Bankers Brace For Sharp Slowdown In Asia IPOs On Virus Impact
Rarely have equity capital markets bankers had such a hard time predicting how business will be in the months to come.
Last year’s forecasts are now out the window as the coronavirus pandemic upends business plans and deals. With the effects of the outbreak rippling through markets and the broader economy, bankers in Asia are bracing for a sharp slowdown in initial public offerings in the region.
A busy January — before the virus spread across Asia and beyond — means the IPO haul in the first quarter actually wasn’t bad. At $18.26 billion, it was the most since 2011, according to data compiled by Bloomberg. However, the numbers have nosedived since the start of the year, as many of the world’s equity indexes have collapsed into bear markets.
“2020 could be one of the worst years in the past decade from a capital-markets perspective; it could actually be the best ever, it’s just too early to tell,” said Aaron Arth, head of the financing group for Goldman Sachs Group Inc. in Asia ex-Japan. “Rarely in any year would you have such dispersion of potential outcomes.”
It all hinges on when the coronavirus outbreak is brought to an end, which will prompt companies that had put off share sales to come to the market in droves. The virus has caused a slew of listings around the world to be temporarily shelved, from Indonesian carrier Lion Air to Chinese on-demand cleaning startup 58 Home. But expectations of a rebound in IPOs early in the second quarter are slim.

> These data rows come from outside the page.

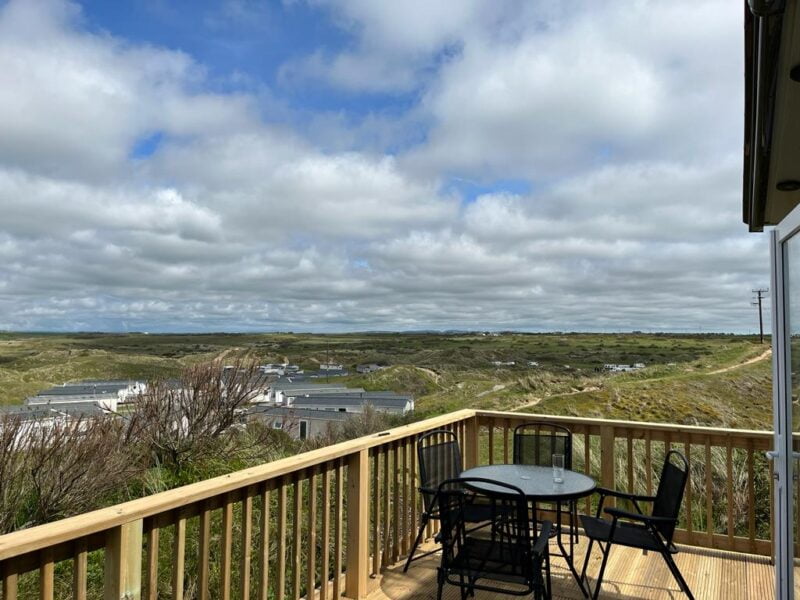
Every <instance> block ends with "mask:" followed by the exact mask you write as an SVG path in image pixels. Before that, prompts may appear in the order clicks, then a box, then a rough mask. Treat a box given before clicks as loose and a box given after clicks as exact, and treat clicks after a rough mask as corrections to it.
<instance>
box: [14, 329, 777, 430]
mask: <svg viewBox="0 0 800 600" xmlns="http://www.w3.org/2000/svg"><path fill="white" fill-rule="evenodd" d="M764 349H765V346H762V345H760V344H758V343H757V342H756V339H755V338H754V337H752V336H730V335H700V334H697V335H657V334H655V335H649V334H523V333H509V334H503V335H500V336H484V335H479V334H441V335H436V334H399V333H382V334H365V333H360V334H334V335H314V334H289V333H281V334H244V335H240V334H223V333H220V334H201V335H187V334H181V335H147V334H118V335H112V334H99V333H86V334H9V333H3V334H0V403H6V404H8V403H19V402H22V401H23V399H24V398H25V397H26V396H28V395H31V394H34V393H36V392H37V391H39V390H41V389H43V388H46V387H48V386H50V385H53V384H58V383H62V382H65V381H74V380H79V379H86V378H117V377H119V378H129V377H131V378H133V377H136V378H149V377H154V376H172V375H176V374H178V373H179V372H180V370H181V369H182V368H183V367H185V366H186V365H188V364H191V363H194V362H197V361H201V360H207V359H209V358H213V357H216V356H221V355H223V353H224V355H225V356H228V357H231V358H233V357H236V356H244V355H249V356H252V357H254V358H256V359H258V360H260V361H263V362H282V361H284V360H288V361H290V362H293V363H297V364H300V365H302V366H303V367H305V368H308V369H313V368H315V367H317V366H318V365H319V363H320V362H326V361H328V360H331V361H333V362H337V363H343V364H344V365H346V366H347V367H348V368H349V369H351V370H354V368H355V366H356V365H357V364H358V363H372V362H374V363H378V364H384V365H388V366H389V368H387V369H384V370H382V371H379V372H376V373H371V374H369V375H363V376H362V375H351V376H349V377H346V378H343V379H338V380H337V381H341V382H342V383H346V384H348V385H351V386H360V387H364V388H366V389H368V390H380V389H389V390H393V391H397V392H405V393H411V394H413V395H414V396H415V398H416V400H417V416H419V417H423V416H430V415H434V414H441V413H443V412H447V411H451V410H457V409H460V408H484V409H498V410H516V409H521V410H526V411H531V412H540V413H556V414H570V415H581V416H593V417H609V418H620V419H632V420H650V421H669V422H680V423H697V424H705V425H718V426H726V427H751V428H760V429H769V428H770V427H771V418H772V417H771V397H770V394H771V391H770V371H769V361H768V360H764V361H761V362H758V363H756V364H753V365H750V366H746V367H741V368H737V369H734V370H733V371H729V372H726V373H719V374H712V372H713V371H715V370H718V369H721V368H725V367H729V366H731V365H737V364H740V363H742V362H744V361H746V360H748V359H750V358H753V357H756V356H758V355H759V354H761V353H762V352H763V351H764ZM495 360H501V361H511V360H513V361H516V362H517V365H515V366H514V367H510V368H495V367H493V366H492V365H491V362H492V361H495ZM529 360H535V361H537V362H538V363H539V367H536V368H529V367H528V366H527V361H529ZM634 362H644V363H646V364H647V368H646V369H644V370H642V371H639V372H637V373H630V374H624V375H609V374H608V373H603V372H598V370H597V369H598V368H599V367H601V366H602V365H603V364H604V363H634Z"/></svg>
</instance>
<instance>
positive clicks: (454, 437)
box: [403, 429, 491, 572]
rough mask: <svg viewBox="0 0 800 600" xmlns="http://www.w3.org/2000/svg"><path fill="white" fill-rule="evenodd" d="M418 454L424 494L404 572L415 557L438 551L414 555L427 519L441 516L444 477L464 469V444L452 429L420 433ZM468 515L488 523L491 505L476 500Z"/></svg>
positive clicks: (416, 558)
mask: <svg viewBox="0 0 800 600" xmlns="http://www.w3.org/2000/svg"><path fill="white" fill-rule="evenodd" d="M417 457H418V459H419V460H418V464H419V478H420V487H419V492H420V495H421V496H422V508H423V510H422V514H421V515H420V524H419V530H418V531H417V537H416V538H415V539H414V544H413V545H412V546H411V550H410V551H409V553H408V558H407V559H406V564H405V567H403V572H406V571H408V567H409V566H410V565H411V562H412V561H414V560H417V559H419V558H424V557H425V556H428V555H430V554H433V553H435V552H438V551H439V550H438V549H436V550H431V551H430V552H425V553H424V554H420V555H418V556H416V557H415V556H414V553H415V552H416V550H417V548H418V547H419V545H420V543H422V540H423V538H424V536H425V528H426V527H427V526H428V523H429V522H430V521H431V520H437V519H439V506H438V503H437V502H438V501H437V498H436V493H437V492H438V491H439V486H440V485H441V483H442V482H443V481H447V480H448V479H455V478H457V477H459V476H460V475H461V472H462V471H463V470H464V469H463V467H462V462H461V447H460V445H459V443H458V438H457V437H456V434H455V433H453V432H452V431H446V430H444V429H441V430H436V431H431V432H428V433H426V434H425V435H422V436H420V437H419V439H418V440H417ZM465 518H466V520H467V522H468V523H483V524H487V525H488V524H489V523H490V521H491V507H489V506H486V505H484V504H482V503H480V502H477V503H473V504H471V505H469V506H468V507H467V508H466V512H465Z"/></svg>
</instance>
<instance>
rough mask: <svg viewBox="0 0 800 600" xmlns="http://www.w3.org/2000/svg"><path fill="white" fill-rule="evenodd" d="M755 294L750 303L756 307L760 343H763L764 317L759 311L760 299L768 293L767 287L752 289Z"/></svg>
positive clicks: (763, 335) (759, 311)
mask: <svg viewBox="0 0 800 600" xmlns="http://www.w3.org/2000/svg"><path fill="white" fill-rule="evenodd" d="M753 293H754V294H755V296H754V297H753V301H752V302H751V303H750V304H752V305H753V306H757V307H758V331H759V335H760V339H761V343H762V344H763V343H764V317H763V315H762V312H761V300H762V299H763V298H764V297H765V296H766V295H767V294H768V293H769V289H768V288H764V289H757V290H753Z"/></svg>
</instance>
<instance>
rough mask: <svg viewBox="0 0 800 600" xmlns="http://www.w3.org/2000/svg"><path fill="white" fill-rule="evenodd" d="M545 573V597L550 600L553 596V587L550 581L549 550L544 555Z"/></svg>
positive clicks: (544, 592) (544, 568)
mask: <svg viewBox="0 0 800 600" xmlns="http://www.w3.org/2000/svg"><path fill="white" fill-rule="evenodd" d="M544 573H545V578H546V581H547V584H546V586H545V589H544V597H545V598H546V600H550V598H552V596H553V587H552V583H551V581H550V553H549V552H548V553H547V554H546V555H545V557H544Z"/></svg>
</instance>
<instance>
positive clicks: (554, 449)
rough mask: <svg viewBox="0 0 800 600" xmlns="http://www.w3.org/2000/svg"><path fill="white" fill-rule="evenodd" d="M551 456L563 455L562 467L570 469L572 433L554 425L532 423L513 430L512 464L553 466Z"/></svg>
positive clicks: (552, 456)
mask: <svg viewBox="0 0 800 600" xmlns="http://www.w3.org/2000/svg"><path fill="white" fill-rule="evenodd" d="M553 454H563V455H564V467H566V468H567V469H572V432H571V431H570V430H569V429H567V428H566V427H562V426H561V425H556V424H554V423H544V422H541V421H533V422H530V423H523V424H522V425H518V426H517V427H515V428H514V456H513V459H514V464H515V465H537V466H540V467H550V466H552V465H553Z"/></svg>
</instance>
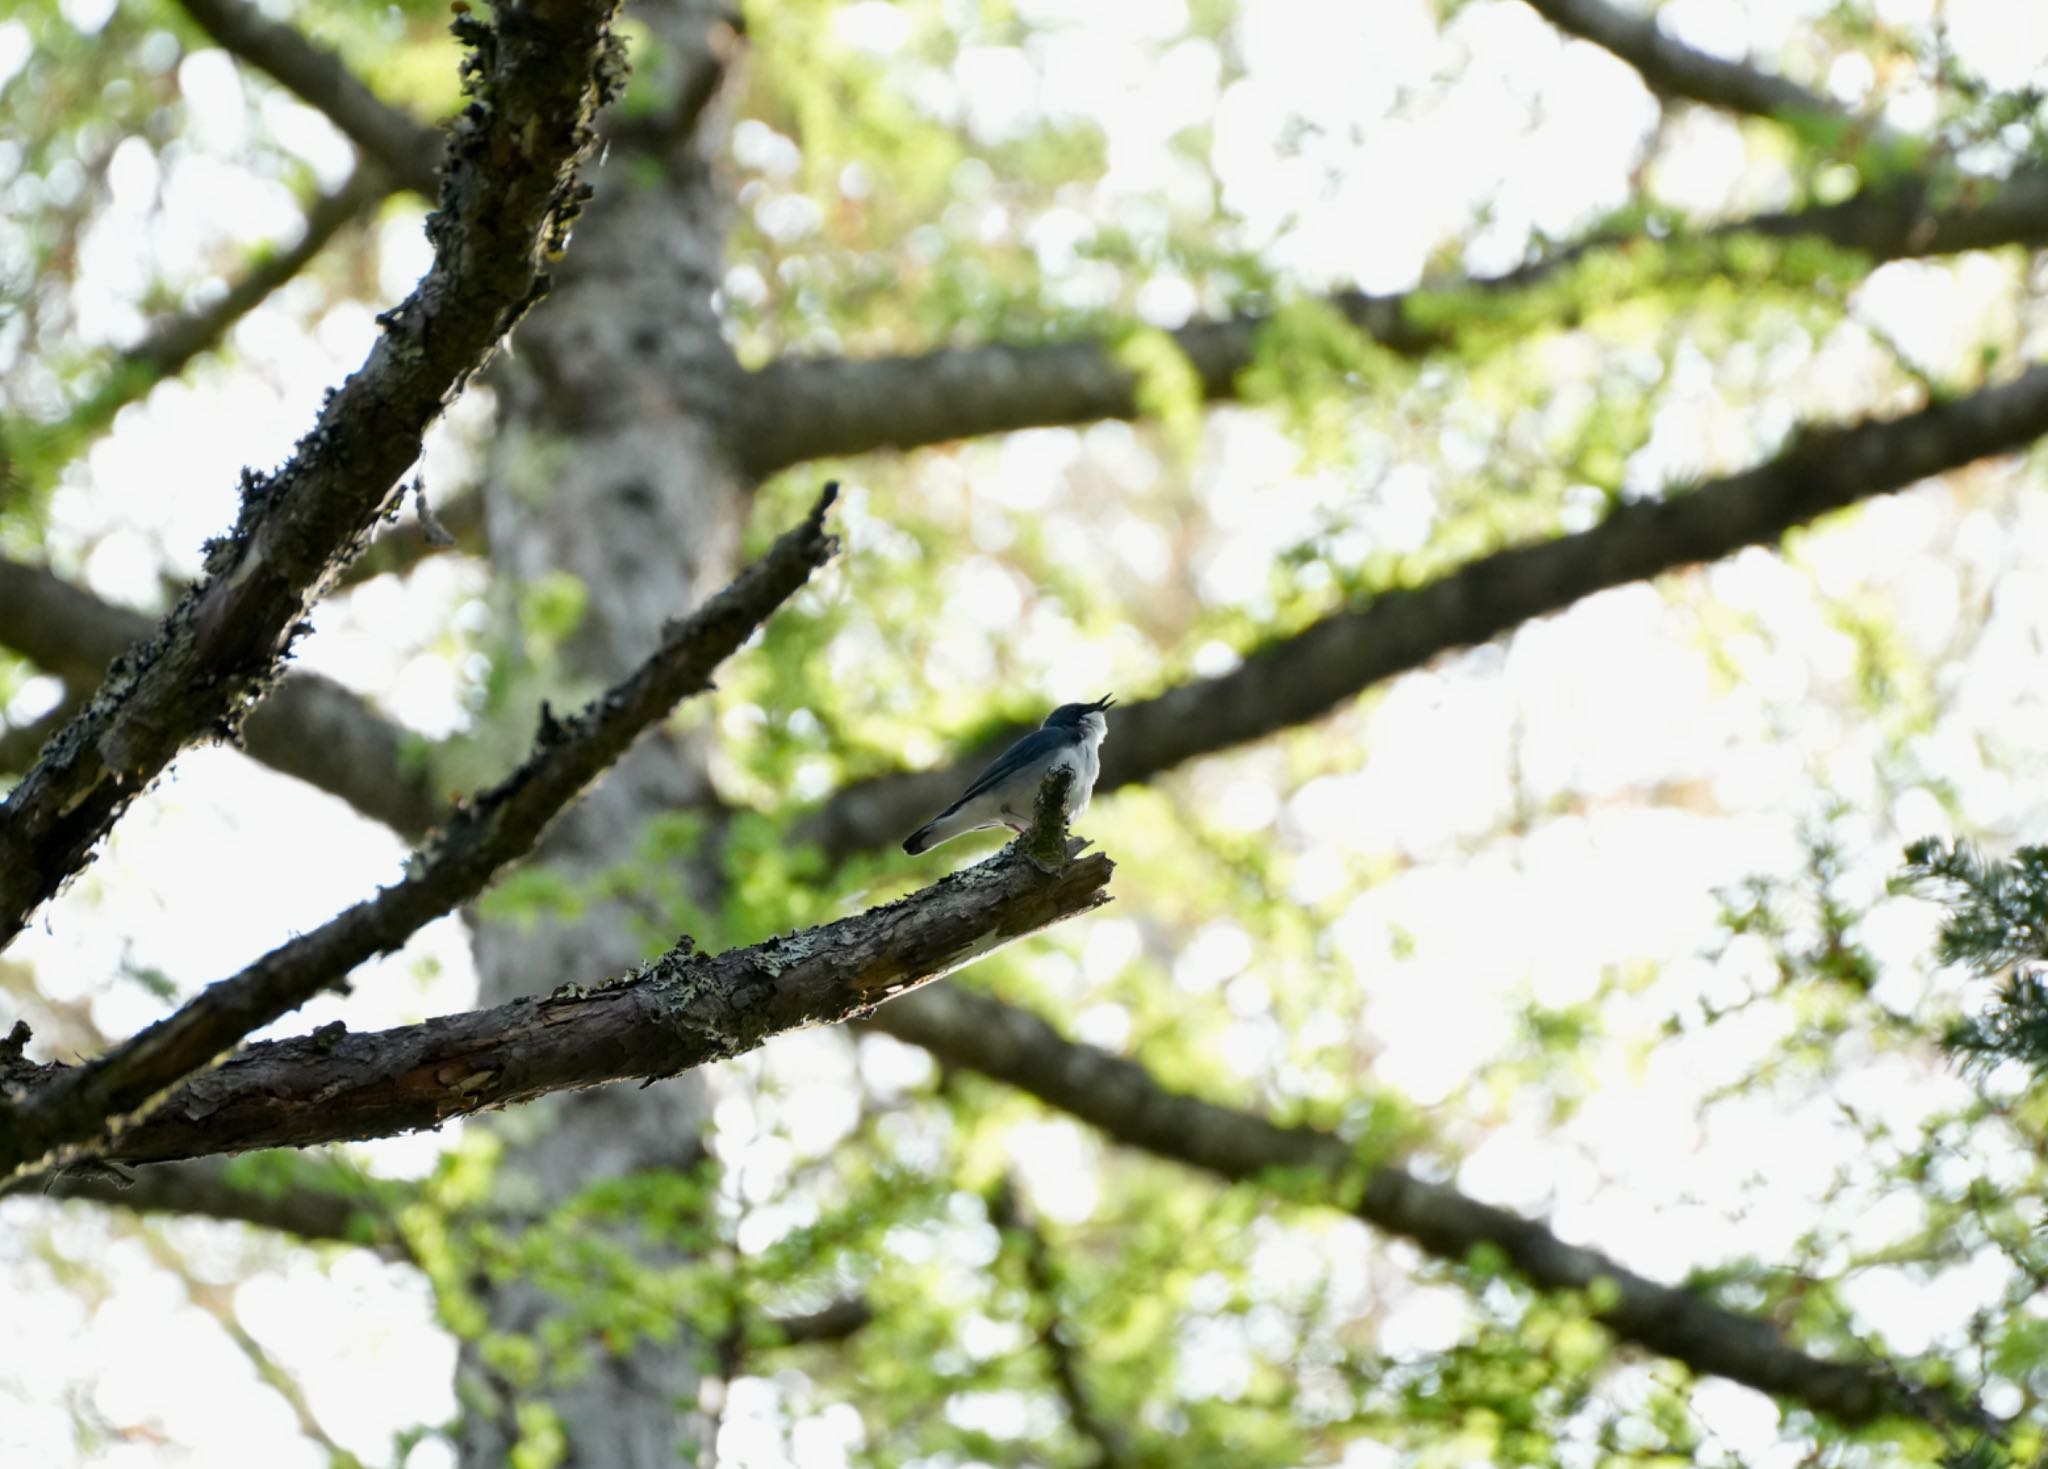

“The new-issue market in the second quarter is likely to see a slow start,” said Alex Abagian, co-head of Asia Pacific equity capital markets at Morgan Stanley. “Let’s see if there’s a V-shaped recovery on the back of unlimited stimulus, and hopefully that will stimulate ECM IPO volumes again.”
Capital Raising
The tough IPO environment is making bankers focus more on follow-on offerings from companies whose balance sheets got battered by the pandemic and are in need of capital. Several of them, from Australian maker of hearing devices Cochlear Ltd. to Singapore Airlines Ltd., have already moved to secure capital to get them through the market turmoil.
“It’s the year of staying nimble,” said Niccolo Manno, head of Asia Pacific ECM Syndicate at JPMorgan Chase & Co. “If you have a couple of days where the market feels better, I wouldn’t be surprised to see a couple of these companies tap the market to get a safety buffer.”
But there haven’t been many such windows in the past few weeks. Share sales by listed companies and their shareholders had their worst start to a year since 2009, totaling just $19.55 billion, data compiled by Bloomberg show. Issuers refrained from follow-on offerings as markets suffered some of their worst routs in decades. The MSCI Asia Pacific Index has slumped almost 22% since the start of the year.
One fund raising tool that is expected to see an increase in popularity is convertible bonds, as they become attractive to issuers when volatility is high and interest rates low. Given the slump in share prices, the chance to convert into equity at a premium also comes highly valued. They had a slow start to the year, though: Asian firms raised only $11 billion in such debt in the first quarter, a 44% drop from the previous three months, Bloomberg-compiled data show.
Convertibles could also be used by companies with strong balance sheets as a source of capital to buy back shares that have dropped in price, Morgan Stanley’s Abagian said.
“That’s a dialogue we’re having right now with corporates across sectors.”